BEESWING: Shedding My Means and Discovering My Voice, 1967-1975, by Richard Thompson with Scott Timberg. (Algonquin, 304 pp., $16.95.) This “wry, un-ponderous, anti-obligatory” memoir, as our reviewer, Paul Elie, put it, “vividly attests” to Thompson’s journey as a people musician, from his music with Fairport Conference and his first spouse to his conversion to Islam.

GOLD DIGGERS, by Sanjena Sathian. (Penguin, 352 pp., $17.) Set in Atlanta’s suburbs in the course of the mid-2000s, this magical realist story follows an Indian American teenager as he aimlessly navigates adolescence till a golden elixir bonds him to his ancestry. “The stress Sathian builds is one among teenage insecurity swelling into maturity,” our reviewer, Lauren Christensen, commented, “till disillusion overthrows the tyranny of American perfectionism.”

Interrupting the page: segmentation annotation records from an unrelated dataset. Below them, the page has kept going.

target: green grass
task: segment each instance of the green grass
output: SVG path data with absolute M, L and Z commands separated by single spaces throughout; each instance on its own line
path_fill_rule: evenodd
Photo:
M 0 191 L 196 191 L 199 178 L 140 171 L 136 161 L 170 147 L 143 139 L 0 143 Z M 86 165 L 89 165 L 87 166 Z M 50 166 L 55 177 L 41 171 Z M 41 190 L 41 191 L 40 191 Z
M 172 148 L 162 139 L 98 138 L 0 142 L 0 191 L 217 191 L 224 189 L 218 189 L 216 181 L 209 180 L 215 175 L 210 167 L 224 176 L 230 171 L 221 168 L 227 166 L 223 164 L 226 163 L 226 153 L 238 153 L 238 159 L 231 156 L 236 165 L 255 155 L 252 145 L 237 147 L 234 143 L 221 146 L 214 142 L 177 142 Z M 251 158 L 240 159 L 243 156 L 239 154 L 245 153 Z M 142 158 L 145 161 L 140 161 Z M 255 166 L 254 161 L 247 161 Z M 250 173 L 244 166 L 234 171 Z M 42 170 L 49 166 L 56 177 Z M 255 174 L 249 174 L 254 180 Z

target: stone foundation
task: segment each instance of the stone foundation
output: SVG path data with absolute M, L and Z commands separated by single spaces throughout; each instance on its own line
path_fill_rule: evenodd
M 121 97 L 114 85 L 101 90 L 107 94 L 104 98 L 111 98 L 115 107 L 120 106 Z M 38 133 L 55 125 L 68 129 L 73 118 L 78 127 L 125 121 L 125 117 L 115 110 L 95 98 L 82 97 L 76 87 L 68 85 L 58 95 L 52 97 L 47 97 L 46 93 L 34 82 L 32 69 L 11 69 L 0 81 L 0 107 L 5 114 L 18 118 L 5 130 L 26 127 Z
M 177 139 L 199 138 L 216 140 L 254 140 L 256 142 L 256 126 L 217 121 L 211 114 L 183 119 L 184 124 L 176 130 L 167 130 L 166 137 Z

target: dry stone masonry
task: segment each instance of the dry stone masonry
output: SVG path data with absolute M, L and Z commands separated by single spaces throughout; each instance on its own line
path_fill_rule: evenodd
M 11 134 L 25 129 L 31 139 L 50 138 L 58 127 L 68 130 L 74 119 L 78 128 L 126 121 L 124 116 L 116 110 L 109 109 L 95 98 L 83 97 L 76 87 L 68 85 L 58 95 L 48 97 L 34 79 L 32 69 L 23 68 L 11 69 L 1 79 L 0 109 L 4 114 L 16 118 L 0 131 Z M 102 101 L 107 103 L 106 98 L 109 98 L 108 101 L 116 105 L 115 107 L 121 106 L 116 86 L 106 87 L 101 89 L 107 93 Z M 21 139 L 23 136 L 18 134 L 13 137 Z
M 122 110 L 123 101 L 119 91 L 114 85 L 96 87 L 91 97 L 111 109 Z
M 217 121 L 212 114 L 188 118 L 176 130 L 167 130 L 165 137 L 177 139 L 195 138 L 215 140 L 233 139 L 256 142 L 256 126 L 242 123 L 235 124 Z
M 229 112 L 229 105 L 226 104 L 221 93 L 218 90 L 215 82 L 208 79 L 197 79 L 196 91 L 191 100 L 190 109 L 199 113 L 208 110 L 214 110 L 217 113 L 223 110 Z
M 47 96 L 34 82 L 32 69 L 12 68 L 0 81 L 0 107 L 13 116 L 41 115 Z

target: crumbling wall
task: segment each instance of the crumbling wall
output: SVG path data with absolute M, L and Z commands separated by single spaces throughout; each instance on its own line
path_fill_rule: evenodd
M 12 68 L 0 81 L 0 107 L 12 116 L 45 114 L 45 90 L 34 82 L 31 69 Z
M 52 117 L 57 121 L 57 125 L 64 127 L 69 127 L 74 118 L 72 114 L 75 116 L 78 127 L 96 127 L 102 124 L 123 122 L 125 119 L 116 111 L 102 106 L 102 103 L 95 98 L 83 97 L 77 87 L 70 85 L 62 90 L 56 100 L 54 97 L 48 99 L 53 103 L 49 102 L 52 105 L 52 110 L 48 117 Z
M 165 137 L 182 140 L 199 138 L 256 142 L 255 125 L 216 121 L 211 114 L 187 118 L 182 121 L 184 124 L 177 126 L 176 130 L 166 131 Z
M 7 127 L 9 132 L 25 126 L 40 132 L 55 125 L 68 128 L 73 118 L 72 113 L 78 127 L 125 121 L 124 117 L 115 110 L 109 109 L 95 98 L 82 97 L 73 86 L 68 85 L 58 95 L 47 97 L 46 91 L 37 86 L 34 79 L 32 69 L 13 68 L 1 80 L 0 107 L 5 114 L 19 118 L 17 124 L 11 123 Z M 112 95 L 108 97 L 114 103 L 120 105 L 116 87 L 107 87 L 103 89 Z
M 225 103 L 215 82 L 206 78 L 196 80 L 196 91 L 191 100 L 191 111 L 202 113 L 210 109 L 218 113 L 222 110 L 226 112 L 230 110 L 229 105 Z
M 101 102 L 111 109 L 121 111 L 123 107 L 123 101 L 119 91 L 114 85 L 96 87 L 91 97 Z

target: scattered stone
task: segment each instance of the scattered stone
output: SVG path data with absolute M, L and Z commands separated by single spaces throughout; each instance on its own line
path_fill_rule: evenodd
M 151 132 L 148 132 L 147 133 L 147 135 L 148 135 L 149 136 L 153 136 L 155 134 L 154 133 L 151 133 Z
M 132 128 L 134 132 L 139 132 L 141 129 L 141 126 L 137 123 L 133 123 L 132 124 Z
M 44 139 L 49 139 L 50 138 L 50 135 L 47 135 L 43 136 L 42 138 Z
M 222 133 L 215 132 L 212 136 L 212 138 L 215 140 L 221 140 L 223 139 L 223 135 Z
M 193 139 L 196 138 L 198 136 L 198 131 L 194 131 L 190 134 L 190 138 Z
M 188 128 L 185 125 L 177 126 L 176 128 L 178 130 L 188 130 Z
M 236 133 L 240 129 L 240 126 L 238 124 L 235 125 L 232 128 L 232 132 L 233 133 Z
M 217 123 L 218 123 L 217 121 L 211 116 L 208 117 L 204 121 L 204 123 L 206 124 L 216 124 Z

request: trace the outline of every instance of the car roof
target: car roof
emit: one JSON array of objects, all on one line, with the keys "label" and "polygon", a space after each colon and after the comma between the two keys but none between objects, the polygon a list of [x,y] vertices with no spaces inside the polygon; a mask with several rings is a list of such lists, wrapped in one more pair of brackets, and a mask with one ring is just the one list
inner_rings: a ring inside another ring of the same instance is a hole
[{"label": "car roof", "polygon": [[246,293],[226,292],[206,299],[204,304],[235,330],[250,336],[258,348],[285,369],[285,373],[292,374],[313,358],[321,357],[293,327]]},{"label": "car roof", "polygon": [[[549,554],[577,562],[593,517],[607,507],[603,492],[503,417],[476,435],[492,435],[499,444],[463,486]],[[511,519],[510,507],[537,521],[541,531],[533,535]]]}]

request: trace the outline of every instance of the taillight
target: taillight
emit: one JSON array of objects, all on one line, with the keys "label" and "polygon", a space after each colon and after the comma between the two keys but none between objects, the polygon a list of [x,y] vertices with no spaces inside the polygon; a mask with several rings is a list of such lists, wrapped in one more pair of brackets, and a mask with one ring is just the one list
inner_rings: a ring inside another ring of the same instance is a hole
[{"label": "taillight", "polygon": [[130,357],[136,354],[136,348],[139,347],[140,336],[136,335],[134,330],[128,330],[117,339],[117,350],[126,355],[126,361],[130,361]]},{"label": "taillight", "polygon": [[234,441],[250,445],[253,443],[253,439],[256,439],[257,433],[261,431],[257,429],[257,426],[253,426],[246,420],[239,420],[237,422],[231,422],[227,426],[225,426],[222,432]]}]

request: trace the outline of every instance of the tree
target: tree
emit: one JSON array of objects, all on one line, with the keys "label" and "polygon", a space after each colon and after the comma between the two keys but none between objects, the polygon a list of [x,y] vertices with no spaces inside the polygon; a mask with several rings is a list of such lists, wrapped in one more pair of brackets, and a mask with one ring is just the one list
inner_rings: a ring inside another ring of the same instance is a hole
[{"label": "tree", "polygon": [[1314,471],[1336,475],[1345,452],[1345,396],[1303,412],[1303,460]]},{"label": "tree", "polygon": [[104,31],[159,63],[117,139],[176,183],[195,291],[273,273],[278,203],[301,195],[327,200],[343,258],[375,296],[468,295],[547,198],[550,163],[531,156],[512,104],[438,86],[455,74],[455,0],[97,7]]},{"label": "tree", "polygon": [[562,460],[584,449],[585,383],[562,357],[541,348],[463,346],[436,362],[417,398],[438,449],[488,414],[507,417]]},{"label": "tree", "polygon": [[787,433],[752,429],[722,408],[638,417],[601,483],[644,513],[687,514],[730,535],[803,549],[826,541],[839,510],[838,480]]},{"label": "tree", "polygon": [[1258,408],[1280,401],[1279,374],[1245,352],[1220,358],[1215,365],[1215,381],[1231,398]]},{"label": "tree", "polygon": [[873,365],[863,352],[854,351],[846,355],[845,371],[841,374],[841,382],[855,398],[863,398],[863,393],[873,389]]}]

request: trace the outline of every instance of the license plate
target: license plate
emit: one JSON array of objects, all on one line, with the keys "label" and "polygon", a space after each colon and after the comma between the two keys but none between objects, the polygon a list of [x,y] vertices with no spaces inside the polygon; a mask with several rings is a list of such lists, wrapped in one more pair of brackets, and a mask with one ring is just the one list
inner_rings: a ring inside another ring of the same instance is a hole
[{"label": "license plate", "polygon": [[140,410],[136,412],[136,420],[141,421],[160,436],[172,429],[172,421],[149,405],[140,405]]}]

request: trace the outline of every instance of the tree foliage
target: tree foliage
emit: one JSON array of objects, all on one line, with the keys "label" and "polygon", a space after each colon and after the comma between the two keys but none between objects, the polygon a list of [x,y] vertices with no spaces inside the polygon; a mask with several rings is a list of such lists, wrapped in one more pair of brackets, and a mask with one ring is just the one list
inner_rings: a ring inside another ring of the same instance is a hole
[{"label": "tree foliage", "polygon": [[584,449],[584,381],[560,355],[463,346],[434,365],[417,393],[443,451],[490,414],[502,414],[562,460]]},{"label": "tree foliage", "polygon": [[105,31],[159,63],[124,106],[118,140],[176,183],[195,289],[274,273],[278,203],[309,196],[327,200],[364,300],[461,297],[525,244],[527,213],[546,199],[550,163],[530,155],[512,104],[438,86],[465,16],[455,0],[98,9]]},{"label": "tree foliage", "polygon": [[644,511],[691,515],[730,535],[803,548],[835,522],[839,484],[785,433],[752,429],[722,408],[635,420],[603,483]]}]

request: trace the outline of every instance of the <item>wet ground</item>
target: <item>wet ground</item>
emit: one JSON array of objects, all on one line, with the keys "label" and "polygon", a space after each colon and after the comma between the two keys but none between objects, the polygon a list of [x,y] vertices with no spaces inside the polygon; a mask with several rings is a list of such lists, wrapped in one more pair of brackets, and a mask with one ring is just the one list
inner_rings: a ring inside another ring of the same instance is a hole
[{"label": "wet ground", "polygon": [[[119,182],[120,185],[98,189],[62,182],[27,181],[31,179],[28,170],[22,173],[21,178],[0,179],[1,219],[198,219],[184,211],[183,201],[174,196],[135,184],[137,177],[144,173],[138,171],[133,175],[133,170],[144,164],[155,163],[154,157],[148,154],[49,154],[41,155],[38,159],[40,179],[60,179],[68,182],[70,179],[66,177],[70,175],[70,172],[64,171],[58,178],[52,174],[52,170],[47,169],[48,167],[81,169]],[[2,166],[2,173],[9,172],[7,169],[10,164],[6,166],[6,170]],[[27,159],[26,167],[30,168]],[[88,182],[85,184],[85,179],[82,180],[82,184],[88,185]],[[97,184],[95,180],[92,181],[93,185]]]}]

BEE PEOPLE AND THE BUGS THEY LOVE, by Frank Mortimer. (Citadel, 320 pp., $15.95.) A beekeeper recounts his expertise transferring from novice to grasp, offering ample recommendation and presenting the eccentrics, oddballs and, as our reviewer, Anne Sverdrup-Thygeson, put it, “flagrantly self-promoting windbags” he encounters alongside the best way.